Sami’s worked for 20 years with Dubey, the theatre veteran who passed away last year, leaving behind a huge legacy. Many years back, he wrote a play Sambhog Se Sanyaas Tak, that was translated in English later by Dubey himself. Now, Sami has revived Dubey’s theatre group and is also staging The Magic Pill on the occasion of Dubey’s birth anniversary tomorrow. He spoke to CS about the bold play, reviving the theatre group and the reactions of the theatre fraternity:


Who: Hidayat Sami
What: On staging Satyadev Dubey’s play
Where: At a suburban theatre

As bold as it gets
I’m fascinated that Dubeyji wrote this play in the early 70s. To have a play where a girl stands up in court and admits to having sex because she wanted to experience it, was a huge deal in those days, and at many places even now, it still is. When I acted in the play, I was very new and so, followed Dubeyji’s instructions blindly. Now after seeing it after so many years, I questioned some things and made decisions to edit it accordingly.

The spoken word is king
I worked with Dubeyji for 20 years.
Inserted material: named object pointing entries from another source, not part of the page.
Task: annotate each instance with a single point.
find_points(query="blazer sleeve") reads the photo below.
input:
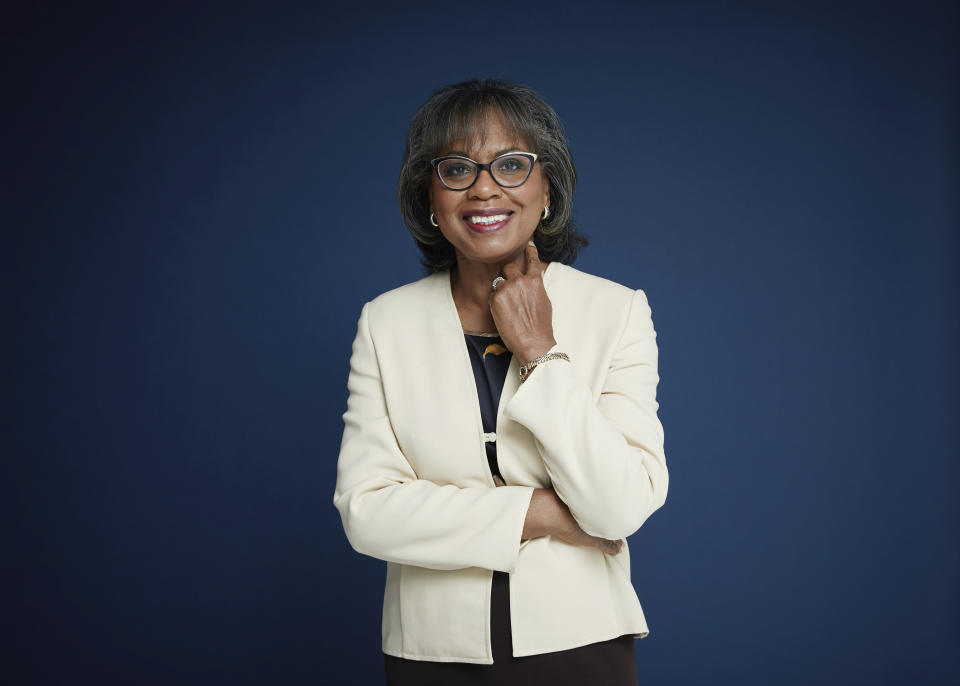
(390, 514)
(605, 459)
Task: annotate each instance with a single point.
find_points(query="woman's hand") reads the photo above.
(522, 310)
(548, 515)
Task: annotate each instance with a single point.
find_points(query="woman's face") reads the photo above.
(457, 211)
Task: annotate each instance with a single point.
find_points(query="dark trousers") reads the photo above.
(609, 662)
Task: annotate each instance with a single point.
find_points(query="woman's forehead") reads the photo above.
(488, 132)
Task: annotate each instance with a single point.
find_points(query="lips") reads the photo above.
(487, 220)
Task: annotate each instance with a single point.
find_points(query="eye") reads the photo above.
(512, 165)
(456, 169)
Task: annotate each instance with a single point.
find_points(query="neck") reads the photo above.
(471, 283)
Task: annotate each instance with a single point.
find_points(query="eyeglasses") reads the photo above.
(509, 171)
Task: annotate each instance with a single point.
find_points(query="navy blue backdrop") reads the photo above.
(198, 201)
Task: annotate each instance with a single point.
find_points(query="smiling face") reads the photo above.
(487, 223)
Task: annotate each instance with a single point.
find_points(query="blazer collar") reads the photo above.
(446, 333)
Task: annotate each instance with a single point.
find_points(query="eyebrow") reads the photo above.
(514, 148)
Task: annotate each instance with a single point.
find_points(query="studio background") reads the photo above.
(197, 202)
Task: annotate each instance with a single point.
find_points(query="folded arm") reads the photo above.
(390, 514)
(605, 459)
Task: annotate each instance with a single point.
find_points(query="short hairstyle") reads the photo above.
(457, 113)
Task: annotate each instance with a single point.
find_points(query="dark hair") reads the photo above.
(455, 113)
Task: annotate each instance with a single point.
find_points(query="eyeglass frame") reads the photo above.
(435, 163)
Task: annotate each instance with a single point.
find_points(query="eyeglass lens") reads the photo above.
(509, 170)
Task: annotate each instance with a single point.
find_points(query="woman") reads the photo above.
(501, 438)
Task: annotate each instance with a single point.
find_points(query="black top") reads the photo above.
(490, 360)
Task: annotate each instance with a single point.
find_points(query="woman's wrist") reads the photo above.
(541, 515)
(532, 352)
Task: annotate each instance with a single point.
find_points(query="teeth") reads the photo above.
(491, 219)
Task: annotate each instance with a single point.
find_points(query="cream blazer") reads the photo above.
(414, 487)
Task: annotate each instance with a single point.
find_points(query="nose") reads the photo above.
(484, 187)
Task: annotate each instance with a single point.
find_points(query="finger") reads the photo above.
(534, 265)
(511, 271)
(533, 257)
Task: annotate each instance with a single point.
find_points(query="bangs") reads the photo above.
(463, 125)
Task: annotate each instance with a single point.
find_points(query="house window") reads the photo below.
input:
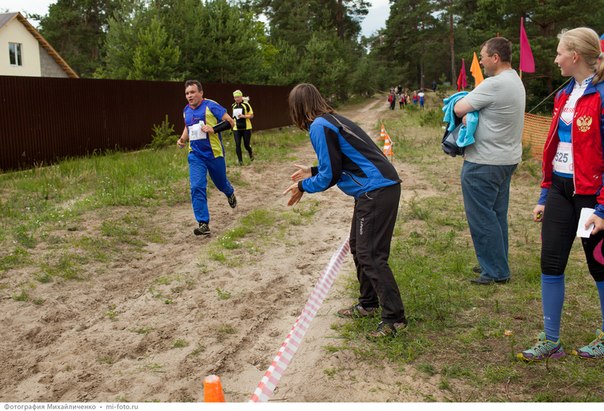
(14, 54)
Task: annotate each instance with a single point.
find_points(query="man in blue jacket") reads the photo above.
(349, 159)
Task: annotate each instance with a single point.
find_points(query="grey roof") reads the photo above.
(6, 17)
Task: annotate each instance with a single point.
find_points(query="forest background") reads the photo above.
(283, 42)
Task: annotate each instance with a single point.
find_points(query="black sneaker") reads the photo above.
(386, 330)
(357, 311)
(203, 229)
(232, 200)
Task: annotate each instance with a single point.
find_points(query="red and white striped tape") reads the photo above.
(273, 375)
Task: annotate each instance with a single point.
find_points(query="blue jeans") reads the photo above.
(486, 196)
(198, 170)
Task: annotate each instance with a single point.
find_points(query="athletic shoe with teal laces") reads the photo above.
(594, 349)
(543, 350)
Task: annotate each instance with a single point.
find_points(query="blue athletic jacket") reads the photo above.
(347, 157)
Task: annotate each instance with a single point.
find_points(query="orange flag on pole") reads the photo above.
(476, 71)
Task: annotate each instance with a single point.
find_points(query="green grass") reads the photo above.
(457, 331)
(50, 206)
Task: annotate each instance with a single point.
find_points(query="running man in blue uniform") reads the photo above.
(204, 120)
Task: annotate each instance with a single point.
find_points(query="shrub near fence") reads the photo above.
(46, 119)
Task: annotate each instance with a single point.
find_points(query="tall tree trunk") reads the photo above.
(340, 19)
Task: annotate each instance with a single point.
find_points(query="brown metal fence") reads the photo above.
(46, 119)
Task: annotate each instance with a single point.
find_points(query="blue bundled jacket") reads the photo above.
(347, 157)
(466, 132)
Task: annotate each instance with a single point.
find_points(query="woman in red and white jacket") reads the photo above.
(573, 166)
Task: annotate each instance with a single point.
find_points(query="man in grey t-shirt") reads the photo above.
(490, 162)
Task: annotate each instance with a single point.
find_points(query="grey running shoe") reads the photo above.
(203, 229)
(232, 200)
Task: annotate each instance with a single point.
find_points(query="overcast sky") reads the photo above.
(375, 20)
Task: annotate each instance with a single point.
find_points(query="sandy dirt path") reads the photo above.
(150, 326)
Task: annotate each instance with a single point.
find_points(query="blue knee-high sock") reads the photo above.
(552, 297)
(600, 285)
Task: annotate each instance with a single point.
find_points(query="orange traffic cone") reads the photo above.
(212, 389)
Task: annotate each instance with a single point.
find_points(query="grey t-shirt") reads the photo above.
(500, 101)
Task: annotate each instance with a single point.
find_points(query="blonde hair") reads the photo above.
(306, 104)
(586, 43)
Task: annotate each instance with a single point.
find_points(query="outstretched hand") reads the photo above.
(538, 213)
(296, 194)
(597, 222)
(302, 173)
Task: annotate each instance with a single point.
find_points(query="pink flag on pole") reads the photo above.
(527, 63)
(476, 71)
(461, 79)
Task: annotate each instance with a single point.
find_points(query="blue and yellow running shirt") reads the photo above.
(208, 112)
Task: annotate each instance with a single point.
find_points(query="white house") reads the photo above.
(24, 52)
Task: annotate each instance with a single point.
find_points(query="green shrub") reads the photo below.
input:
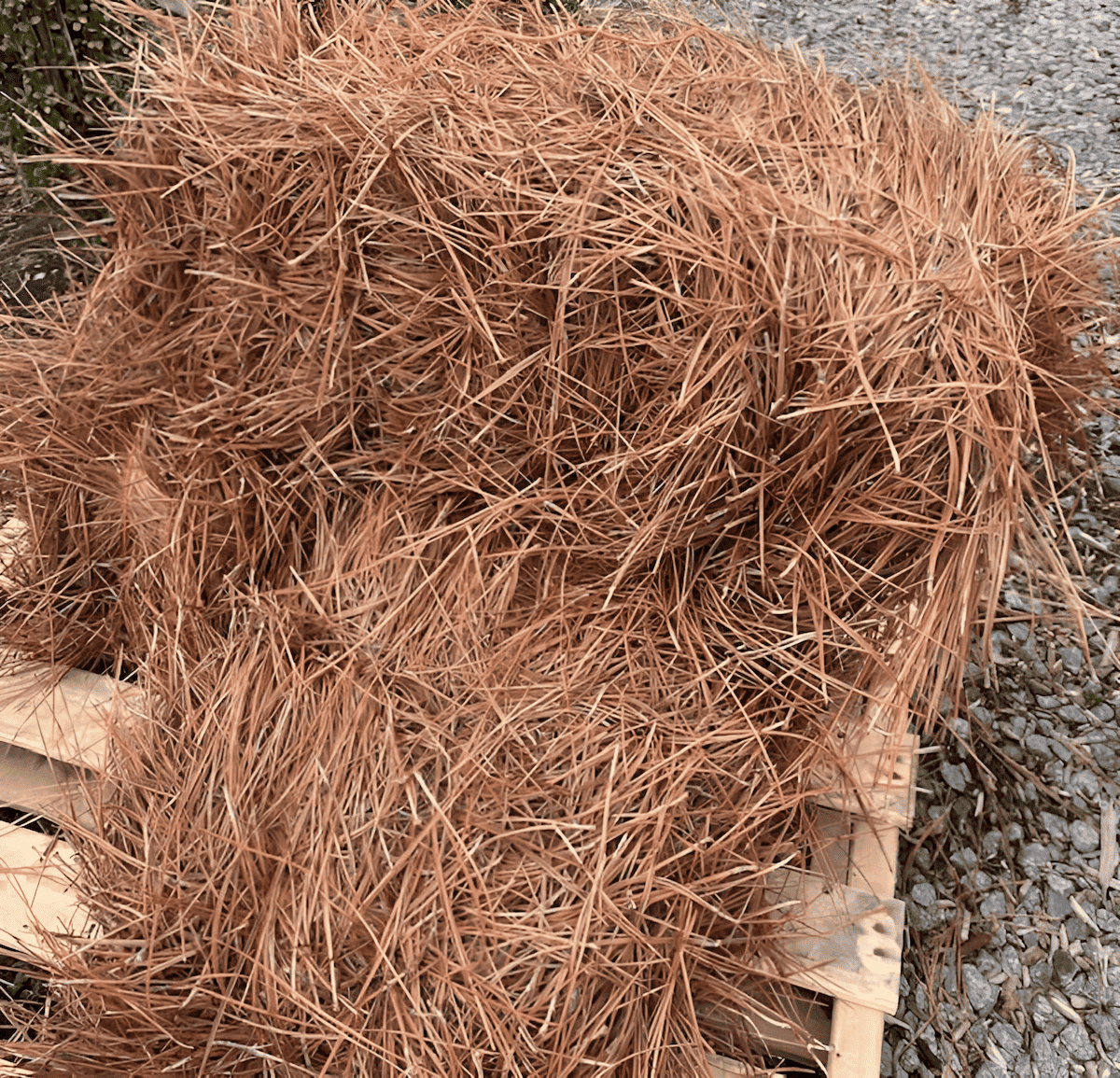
(56, 57)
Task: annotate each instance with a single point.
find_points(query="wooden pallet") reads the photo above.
(845, 934)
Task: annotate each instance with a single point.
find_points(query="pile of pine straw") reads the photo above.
(499, 447)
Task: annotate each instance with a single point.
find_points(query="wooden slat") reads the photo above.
(781, 1040)
(40, 787)
(857, 1029)
(879, 780)
(847, 942)
(873, 859)
(36, 889)
(721, 1067)
(62, 716)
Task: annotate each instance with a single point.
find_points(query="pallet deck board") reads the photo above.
(845, 932)
(37, 891)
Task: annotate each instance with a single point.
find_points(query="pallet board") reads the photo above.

I don’t know how much of him is in me but like him, I do try and keep production simple, relying more on actors than on props. Dubeyji gave a lot of importance to the spoken word and the manner in which it was spoken. So much so, that sometimes it looked as if the actors are doing speech exercises on stage, where every single word was chewed. Times have changed now. The way the audience reacts has changed. Today, even badly spoken language is understood. That does not mean we haven’t paid attention to the spoken word. All the actors have worked really hard on the play.

I’m not Dubey!
Most people in this play are my contemporaries. There has been an 80-20 feedback to reviving the theatre group. While 80 per cent people have been supportive of us, there are some who are skeptical of it. They have even gone on to ask me ‘Who do you think you are, Dubey?’ My answer to such people is that no, I’m not Dubey. A Dubey happens once in a 100 or 200 years. I was a student of his and this is my way of paying tribute to him. I want to keep alive his legacy and see that his approach is carried through, even when I’m not there.